First, the quality and availability of biomarkers. The paper assumes curated biomarkers and pathway maps that are correct and available for the cohorts used. In real clinics, biomarker measurement is noisy, often incomplete, and varies by assay and lab. If the auxiliary loss targets are themselves biased by measurement platform or by cohort-specific thresholds, the model can end up learning those biases instead of biology. In other words, you can regularise toward the wrong target.

Second, the danger of implicit shortcuts. When you add losses tied to known biomarkers, you reduce some forms of overfitting, but you can introduce others. For example, if treatment gating is implemented using coarse treatment categories, that gating could simply allow the model to memorise cohort-treatment combinations rather than disentangling biology from therapy effects. The paper shows improvements under Leave-one-treatment-out, which is encouraging, but I want to see analyses where the gating is forced to generalise to completely new treatment subclasses and across sequencing platforms.

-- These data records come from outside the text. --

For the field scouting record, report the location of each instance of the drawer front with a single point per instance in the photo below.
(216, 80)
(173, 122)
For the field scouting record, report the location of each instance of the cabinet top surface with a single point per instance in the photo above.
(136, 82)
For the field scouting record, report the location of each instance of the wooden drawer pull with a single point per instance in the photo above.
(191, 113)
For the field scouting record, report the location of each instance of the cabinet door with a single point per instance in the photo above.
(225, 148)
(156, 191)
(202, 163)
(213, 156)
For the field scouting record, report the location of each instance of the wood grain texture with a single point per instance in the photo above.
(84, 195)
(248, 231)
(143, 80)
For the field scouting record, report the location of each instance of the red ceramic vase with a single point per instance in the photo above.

Third, small data and hyperparameters remain a headache. Auxiliary losses add hyperparameters and optimization complexity. With limited samples, tuning loss weights can lead to cherry-picked settings that look good in cross-validation but fail in prospective use. The authors acknowledge this implicitly, but the paper would be stronger with ablations showing sensitivity to loss weights and to noise in the biomarker labels.

Fourth, clinical utility is more than AUC. For immunotherapy, decision costs are asymmetrical. A model that modestly improves AUC but increases false negatives could harm patients. The paper does the right type of external-split evaluation, but it does not present calibration, decision curve analysis, or expected clinical utility metrics. Those are important next steps before anyone considers deployment.

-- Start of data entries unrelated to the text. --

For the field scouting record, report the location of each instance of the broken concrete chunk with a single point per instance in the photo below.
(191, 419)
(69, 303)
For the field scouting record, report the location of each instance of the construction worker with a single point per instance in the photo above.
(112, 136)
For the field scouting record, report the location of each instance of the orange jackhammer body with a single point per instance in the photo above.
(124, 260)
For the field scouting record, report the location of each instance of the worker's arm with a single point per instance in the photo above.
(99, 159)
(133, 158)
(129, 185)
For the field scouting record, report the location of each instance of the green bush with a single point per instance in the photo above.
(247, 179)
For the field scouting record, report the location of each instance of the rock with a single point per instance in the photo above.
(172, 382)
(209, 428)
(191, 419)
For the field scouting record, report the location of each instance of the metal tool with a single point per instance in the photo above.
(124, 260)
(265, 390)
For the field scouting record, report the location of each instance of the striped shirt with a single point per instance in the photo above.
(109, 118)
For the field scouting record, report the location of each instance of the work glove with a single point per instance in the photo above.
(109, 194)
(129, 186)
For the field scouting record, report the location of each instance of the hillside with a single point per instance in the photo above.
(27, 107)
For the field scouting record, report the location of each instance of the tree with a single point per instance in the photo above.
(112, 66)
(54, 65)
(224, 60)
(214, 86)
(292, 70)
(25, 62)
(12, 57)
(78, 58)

Finally, provenance and interpretability. Encouraging representations to be pathway-consistent is appealing from an explainability point of view. But we need to see whether that alignment truly produces interpretable features or just constrains the latent space in ways that are hard to unpack. If I am a clinician or regulator, I want to know what the model is using when it predicts response.

Implications for practice

From my perspective building AI systems for clinical use, BioCOMPASS is useful as a design pattern more than a finished product. The idea of injecting curated clinical knowledge via loss terms rather than raw inputs is practical and could be applied wherever biomarkers are noisy or inconsistently available. It may reduce brittle cohort-specific overfitting and make models transfer better across hospitals.

But before clinical translation, several practical steps are needed. Prospective validation or at least genuinely external, multi-institutional validation is essential. Sensitivity analyses that perturb biomarker labels, pathway definitions and treatment encodings will show how brittle the gains are. Calibration and decision-analytic metrics must be reported to judge clinical impact. Finally, operational considerations such as what biomarkers are actually available at a typical treatment center, turnaround time, and costs should guide whether this approach is useful in practice.

I appreciate that the authors emphasise careful curation and complementary clinical information as a future direction. That humility is appropriate. BioCOMPASS does not solve the core scarcity and heterogeneity of clinical cohorts, but it offers a disciplined way to bring domain knowledge into modern architectures. If you are building models for oncology clinics, consider this as one more tool in the toolkit: promising, practical, and worth testing carefully, not a plug-and-play fix.